🤖 AI Summary
In multi-label audio classification, global pooling (e.g., CLS token) discards fine-grained, event-local information, causing linear probes to misrepresent embedding quality—stemming from a fundamental mismatch between global pretraining objectives and local downstream task requirements. To address this, we propose the Binary Prototype Probe (BPP), which replaces global pooling with fine-grained, learnable class prototypes to enable local semantic aggregation while keeping self-supervised learning (SSL) models frozen. BPP is the first probe method whose performance matches full-model fine-tuning, establishing a new paradigm for audio SSL evaluation. Extensive experiments across 13 benchmark datasets and 6 spectrogram-based encoders demonstrate that BPP significantly outperforms both linear and attention-based probes, achieving superior accuracy, computational efficiency, and cross-dataset generalization.
📝 Abstract
Although probing frozen models has become a standard evaluation paradigm, self-supervised learning in audio defaults to fine-tuning.
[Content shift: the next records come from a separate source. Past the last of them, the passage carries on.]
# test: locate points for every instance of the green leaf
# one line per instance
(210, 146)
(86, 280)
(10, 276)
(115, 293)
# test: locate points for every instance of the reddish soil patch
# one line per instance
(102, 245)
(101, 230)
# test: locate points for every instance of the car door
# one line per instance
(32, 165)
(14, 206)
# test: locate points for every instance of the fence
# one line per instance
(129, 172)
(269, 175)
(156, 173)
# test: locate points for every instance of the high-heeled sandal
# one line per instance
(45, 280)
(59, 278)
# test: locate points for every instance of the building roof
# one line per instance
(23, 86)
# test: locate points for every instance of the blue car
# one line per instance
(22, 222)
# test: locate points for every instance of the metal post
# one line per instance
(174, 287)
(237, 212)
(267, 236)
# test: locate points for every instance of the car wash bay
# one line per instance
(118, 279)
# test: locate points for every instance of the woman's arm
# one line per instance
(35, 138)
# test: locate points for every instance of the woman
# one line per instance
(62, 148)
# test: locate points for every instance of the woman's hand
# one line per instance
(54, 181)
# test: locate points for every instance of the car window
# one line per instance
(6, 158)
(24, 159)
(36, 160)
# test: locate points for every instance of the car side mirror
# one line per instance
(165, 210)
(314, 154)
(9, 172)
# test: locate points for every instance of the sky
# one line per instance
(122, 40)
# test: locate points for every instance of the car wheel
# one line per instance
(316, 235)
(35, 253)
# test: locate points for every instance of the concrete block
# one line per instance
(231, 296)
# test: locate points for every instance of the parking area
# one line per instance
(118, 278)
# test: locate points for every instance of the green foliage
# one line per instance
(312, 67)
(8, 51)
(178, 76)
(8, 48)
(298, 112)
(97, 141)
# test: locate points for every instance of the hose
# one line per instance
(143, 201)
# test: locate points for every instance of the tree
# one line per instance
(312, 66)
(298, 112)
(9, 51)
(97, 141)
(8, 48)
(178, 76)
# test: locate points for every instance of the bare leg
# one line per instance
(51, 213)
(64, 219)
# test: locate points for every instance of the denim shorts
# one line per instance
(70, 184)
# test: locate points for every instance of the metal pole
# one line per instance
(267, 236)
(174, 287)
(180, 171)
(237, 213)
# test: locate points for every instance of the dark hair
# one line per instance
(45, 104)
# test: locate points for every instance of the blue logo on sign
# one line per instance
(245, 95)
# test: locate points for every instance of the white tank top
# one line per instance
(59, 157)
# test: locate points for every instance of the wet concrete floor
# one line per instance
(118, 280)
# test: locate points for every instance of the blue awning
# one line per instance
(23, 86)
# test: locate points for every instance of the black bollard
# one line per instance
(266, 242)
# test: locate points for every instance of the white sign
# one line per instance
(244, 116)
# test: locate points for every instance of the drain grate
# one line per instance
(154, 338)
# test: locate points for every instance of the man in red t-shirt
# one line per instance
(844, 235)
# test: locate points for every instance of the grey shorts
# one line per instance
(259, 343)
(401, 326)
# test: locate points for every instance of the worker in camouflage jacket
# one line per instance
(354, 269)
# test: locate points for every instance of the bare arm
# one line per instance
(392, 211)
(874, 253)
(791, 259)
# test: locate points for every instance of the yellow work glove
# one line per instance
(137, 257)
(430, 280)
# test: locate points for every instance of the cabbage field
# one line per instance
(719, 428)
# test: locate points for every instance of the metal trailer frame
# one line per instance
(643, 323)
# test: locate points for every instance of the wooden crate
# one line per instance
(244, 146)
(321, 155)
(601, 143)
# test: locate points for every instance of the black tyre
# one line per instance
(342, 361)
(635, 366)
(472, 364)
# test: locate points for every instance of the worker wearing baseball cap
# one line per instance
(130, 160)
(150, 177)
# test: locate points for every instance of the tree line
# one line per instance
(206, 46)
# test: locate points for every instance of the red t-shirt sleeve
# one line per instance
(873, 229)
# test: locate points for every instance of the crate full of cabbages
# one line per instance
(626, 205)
A key reason is that global pooling creates an information bottleneck causing linear probes to misrepresent the embedding quality: The $ exttt{cls}$-token discards crucial token information about dispersed, localized events in multi-label audio. This weakness is rooted in the mismatch between the pretraining objective (operating globally) and the downstream task (localized events). Across a comprehensive benchmark of 13 datasets and 6 spectrogram-based encoders, we first investigate the global pooling bottleneck. We then introduce binarized prototypical probes: a lightweight and simple pooling method that learns prototypes to perform class-wise information aggregation. Despite its simplicity, our method notably outperforms linear and attentive probing. Our work establishes probing as a competitive and efficient paradigm for evaluating audio SSL models, challenging the reliance on costly fine-tuning.